In a study presented at the 2022 International Conference on Machine Learning, a UC Berkeley-led research team revealed that certain recommender systems try to manipulate user preferences, beliefs, mood and psychological state. In response, the researchers proposed a way for companies to choose algorithms that more closely follow a user’s natural preference evolution.
The study was conducted at the laboratory of Anca Dragan, associate professor of electrical engineering and computer sciences, with Micah Carroll, a Ph.D. student at the Berkeley Artificial Intelligence Research (BAIR) Lab; Stuart Russell, professor of electrical engineering and computer sciences; and Dylan Hadfield-Menell, now an assistant professor at MIT.
Recommender systems are algorithms that suggest content, such as posts, videos and products. They determine what we see on social media, what videos are recommended to us on YouTube and which ads should be shown to us on the internet. In this study, Dragan and her team focused on reinforcement learning (RL)-based recommender systems.
“These algorithms don’t just show us what we want to see right now, but optimize for our long-term engagement,” said Dragan. “The algorithm will show us content now that leads to the kind of preference changes that later can turn into even more engagement — whether or not that is aligned with what we would want.”
One way these manipulation incentives might manifest in theory is by driving certain users to embrace extreme positions, such as conspiracy theories. Imagine a person combing through political content on YouTube. Several clicks in, the content begins to shift, and the platform starts recommending content skewed toward political conspiracy theories. And as the user continues to click and watch videos, even out of curiosity, more of this type of content appears in order to keep the user engaged. Since it’s easier to keep people who like conspiracy theories engaged on the platform, there is the incentive to get users who would not normally watch that type of content to start appreciating it.
“Instead of making these algorithms dumber and hoping they won’t lead to undesired preference changes, we explored whether we could anticipate and even actively optimize against manipulation,” said Dragan. “To do this, though, you need a predictive model that tells you what influence a hypothetical new algorithm will have on real people and a way to evaluate whether that is manipulative or not.”

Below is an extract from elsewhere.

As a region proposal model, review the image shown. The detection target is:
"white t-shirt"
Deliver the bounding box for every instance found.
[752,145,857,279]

With these challenges in mind, the researchers set out to estimate how the preferences of users would be changed by a given recommendation algorithm before the algorithm is deployed. They also wanted to determine which preference shifts were likely the result of manipulation.
Their findings showed that using RL recommenders could lead to manipulative behavior toward users. “In our simulated experiments, the algorithm influenced users in ways that make their preferences more predictable to the system,” said Carroll. “The recommender can then methodically satisfy them — accumulating higher and more steady engagement levels.”

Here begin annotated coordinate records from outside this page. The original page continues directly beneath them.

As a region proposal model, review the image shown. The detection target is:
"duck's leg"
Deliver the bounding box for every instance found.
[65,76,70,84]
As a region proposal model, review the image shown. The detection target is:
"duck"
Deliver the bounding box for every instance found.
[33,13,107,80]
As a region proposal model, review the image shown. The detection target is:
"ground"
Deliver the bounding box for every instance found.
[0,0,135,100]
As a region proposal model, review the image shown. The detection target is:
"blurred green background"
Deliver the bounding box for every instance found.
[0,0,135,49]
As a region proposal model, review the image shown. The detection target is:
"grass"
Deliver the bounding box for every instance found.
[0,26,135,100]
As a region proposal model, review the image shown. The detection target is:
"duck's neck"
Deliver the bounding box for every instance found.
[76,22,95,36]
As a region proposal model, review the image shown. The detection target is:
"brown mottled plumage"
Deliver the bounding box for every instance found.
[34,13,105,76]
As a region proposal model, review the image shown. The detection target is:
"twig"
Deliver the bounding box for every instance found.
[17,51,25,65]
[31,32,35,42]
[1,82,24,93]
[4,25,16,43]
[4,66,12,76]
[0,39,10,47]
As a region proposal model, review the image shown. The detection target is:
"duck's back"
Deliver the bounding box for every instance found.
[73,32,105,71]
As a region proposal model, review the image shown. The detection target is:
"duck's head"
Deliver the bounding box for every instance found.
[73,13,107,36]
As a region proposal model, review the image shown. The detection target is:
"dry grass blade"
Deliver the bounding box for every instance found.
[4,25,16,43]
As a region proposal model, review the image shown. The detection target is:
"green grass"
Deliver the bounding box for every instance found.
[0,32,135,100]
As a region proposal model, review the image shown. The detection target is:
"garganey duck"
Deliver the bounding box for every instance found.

Seeking ways to develop recommenders that don’t exhibit a manipulation problem, the team attempted to model natural preference shifts, which are shifts that occur in the absence of a recommender. These natural shifts proved to be very different from preference shifts induced by the RL recommenders.
“By training recommenders to not deviate too much from natural shifts, while still optimizing key metrics like engagement, the system can learn that it should not dramatically alter users’ preferences,” said Carroll.

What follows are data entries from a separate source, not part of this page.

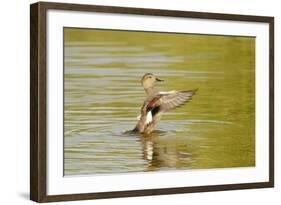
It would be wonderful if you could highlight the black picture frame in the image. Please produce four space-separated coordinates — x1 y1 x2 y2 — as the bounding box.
30 2 274 202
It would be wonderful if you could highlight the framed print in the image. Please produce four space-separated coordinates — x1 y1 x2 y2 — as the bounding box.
30 2 274 202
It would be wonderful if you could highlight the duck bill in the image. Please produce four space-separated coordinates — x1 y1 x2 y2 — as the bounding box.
156 78 164 82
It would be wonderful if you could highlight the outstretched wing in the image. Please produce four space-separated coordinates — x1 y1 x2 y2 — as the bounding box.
158 89 197 112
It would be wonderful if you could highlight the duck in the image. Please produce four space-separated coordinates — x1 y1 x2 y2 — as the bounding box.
132 73 198 134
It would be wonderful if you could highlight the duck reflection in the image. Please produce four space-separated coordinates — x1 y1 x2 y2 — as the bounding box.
141 131 196 171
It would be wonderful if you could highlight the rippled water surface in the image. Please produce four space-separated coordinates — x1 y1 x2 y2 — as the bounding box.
64 28 255 175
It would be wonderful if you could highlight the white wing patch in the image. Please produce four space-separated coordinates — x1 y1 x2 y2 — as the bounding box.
137 111 152 125
159 90 177 95
145 111 152 124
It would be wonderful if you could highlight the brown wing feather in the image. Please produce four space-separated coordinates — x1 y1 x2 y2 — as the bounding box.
159 90 197 112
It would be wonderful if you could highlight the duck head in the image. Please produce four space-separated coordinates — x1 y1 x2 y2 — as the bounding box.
141 73 163 89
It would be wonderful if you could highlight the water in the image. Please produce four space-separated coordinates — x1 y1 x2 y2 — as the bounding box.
64 28 255 175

This study is particularly timely because RL recommenders are starting to be used on many popular platforms, including YouTube. And according to the researchers, the risks associated with using this technology warrant further investigation.
“While we focus on preferences, the risks extend well beyond that,” said Carroll. “The incentives that RL systems have for manipulating people may also include manipulating beliefs about the world, moods and psychological states more generally — potentially anything that can lead to high engagements on the platform.”
In the study, Dragan and her team proposed a framework for monitoring such risks. It could potentially be used by companies or auditors to assess whether current recommendation algorithms are already engaging in manipulative behaviors toward users; detect when they do so; and create new algorithms to avoid unintended manipulative or undesirable effects on preferences.
“We hope our research will be the foundation for additional work monitoring recommender system algorithms and their effects on users,” said Carroll.